そこにいたのは、白衣をまとった初老のおっさんを中心とした、5人ほどの集団だった。
てか、その人、俺の誘拐犯なわけだが。
「おう、おう! ここにおったか! ほれ、見よ! あれが異なる世界よりワシが召喚陣より招き入れた成果物よ!」
いやぁ、それはこの学院が隠したがってる不祥事なんですが。俺には学院の評判がどうなろうがどうでも良いけど、学院には迷惑なんじゃないかな。
誘拐犯のおっさんを除いた4人はこの学院の関係者ではないのか、半信半疑な様子だ。無理もない。黒髪黒目という以外に他の学生と違いはほとんどないんだから。
てか。成果物って、物扱いかよ。
ひそひそと向こうで会話が始まった隙に、俺は携帯端末を取り出して電話をかけた。
呼び出し音が鳴る間に、たしか大学院の教授さんなはずのおっさんがこっちに向かって食堂に入ってきた。用件なんて聞かなくても分かるよな。拘束が解けて自分の研究成果物である俺を回収に来たのだろう。大人しく回収される気はさらさら無いが。

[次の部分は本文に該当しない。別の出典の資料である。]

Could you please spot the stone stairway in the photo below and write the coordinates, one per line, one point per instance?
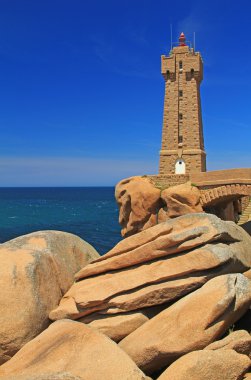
(246, 215)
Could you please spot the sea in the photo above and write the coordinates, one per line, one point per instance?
(89, 212)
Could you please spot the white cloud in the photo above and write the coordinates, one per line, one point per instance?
(63, 171)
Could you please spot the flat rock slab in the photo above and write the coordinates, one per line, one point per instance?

『リツくん? 通話なんて珍しいですね。どうしました?』
「異界の者よ、研究の続行である。お前がどこからどう選ばれ転移陣に現れたか、異界の者の安全性と共に確認せねばならん。同行せよ」
安全性って。魔物よりは充分安全だわ。この世界のヒトと比較しても無害だろ、俺。
聞き捨てならなかったのは友人たちも同じで、いやむしろ俺より沸点低かったようで、全員揃って立ち上がった。そこには魔物狩りでも攻撃に加わることのないヘリーも含まれている。怒ってくれるのは嬉しいけど、みんなが怒ってくれるから俺が怒り損ねた。
事態を把握してくれたのか、携帯端末からはすぐ行くとの声がして、ブツリと通信が途絶えた。

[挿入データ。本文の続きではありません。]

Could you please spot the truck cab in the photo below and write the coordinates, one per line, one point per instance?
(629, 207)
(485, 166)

「彼を生まれ育った地から誘拐しておいて何勝手なこと言ってんスか!」
「魔術も使えないリツに安全性の疑いなんかあるわけ無い」
「何がどこからどう選ばれてくるか分からないような研究をまだ続ける気なんですか!?」
「彼は学院で身柄を補償されているはずです。学院の許可は出てるんでしょうか?」
みんなで俺を隠してくれるから俺からもおっさんの反応は見えないんだが、ぐぬぬ、という声は聞こえる。言い返す言葉に詰まった人間って、本当にぐぬぬって言うんだな。初めて聞いた。

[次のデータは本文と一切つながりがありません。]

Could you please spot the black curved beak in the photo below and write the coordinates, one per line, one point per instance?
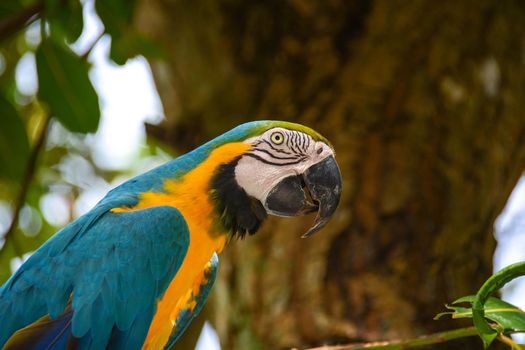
(323, 185)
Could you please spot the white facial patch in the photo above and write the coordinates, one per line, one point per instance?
(276, 155)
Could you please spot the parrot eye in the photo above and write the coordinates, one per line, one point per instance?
(277, 138)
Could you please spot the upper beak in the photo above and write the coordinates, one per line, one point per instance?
(323, 185)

そこへ、聞き覚えのある涼やかな通る声が聞こえてきた。
「おや? 今日は学内への訪問客の予定は聞いていませんが、何のご用でしょう? 申請はいただいていますか?」
ニコル会長の声だった。どうやら食堂にいなかったようで、入り口で残されていた部外者を見つけたため声をかけたらしかった。これから昼食なんだろうか。早食いは胃に良くないぞ。
会長には同行者がいたようで、まずは事務棟で手続きいただきませんと、と苦情を続けている。申請していないのは事実のようで、返事がしどろもどろだ。
問題の原因であるおっさんは、再びドカドカと入り口の方に戻った。自分の同行者だから問題ないとか、大学院の教授に中学院での権限はないとか、押し問答が始まっている。
さて、対応はいったん学生会らしいみなさんが引き取ってくれたが、この先どうしたもんかね。